Electrospray ionization is a powerful and prevalent technique used to ionize analytes prior to measurement through mass spectrometry. The distribution of charges that an analyte receives (charge state distribution, CSD) is an important consideration for interpreting the mass spectra and for identifying analytes. However, due to an incomplete understanding of the ionization mechanism, the analyte properties that influence CSDs are not fully understood.

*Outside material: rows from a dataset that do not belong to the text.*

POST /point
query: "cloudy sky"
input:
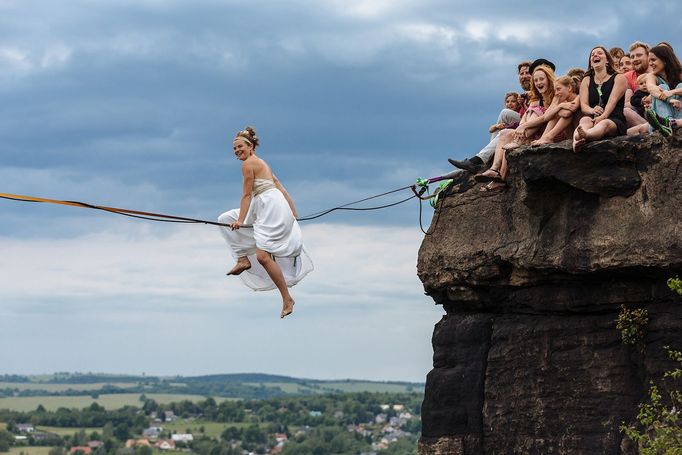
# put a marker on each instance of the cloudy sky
(134, 104)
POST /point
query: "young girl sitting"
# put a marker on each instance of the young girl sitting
(561, 119)
(511, 101)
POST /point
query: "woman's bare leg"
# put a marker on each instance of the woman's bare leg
(579, 137)
(639, 129)
(600, 130)
(505, 138)
(277, 277)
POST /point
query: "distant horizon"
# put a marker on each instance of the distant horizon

Here, we employ a machine learning-based high-throughput approach and analyze CSDs of hundreds of thousands of peptides. We find that half of the peptides exhibit charges that differ from what one would naively expect (number of basic sites). Moreover, these peptides can be classified into two regimes---undercharging and overcharging---and that these two regimes display markedly different charging characteristics. Strikingly, peptides in the overcharging (but not undercharging) regime show minimal dependence on basic site count, and more generally, the two regimes exhibit distinct sequence determinants. These findings highlight the rich ionization behavior of peptides and the potential of CSDs for enhancing peptide identification.
[doi:10.25345/C56Q1SS76]
[dataset license: CC0 1.0 Universal (CC0 1.0)]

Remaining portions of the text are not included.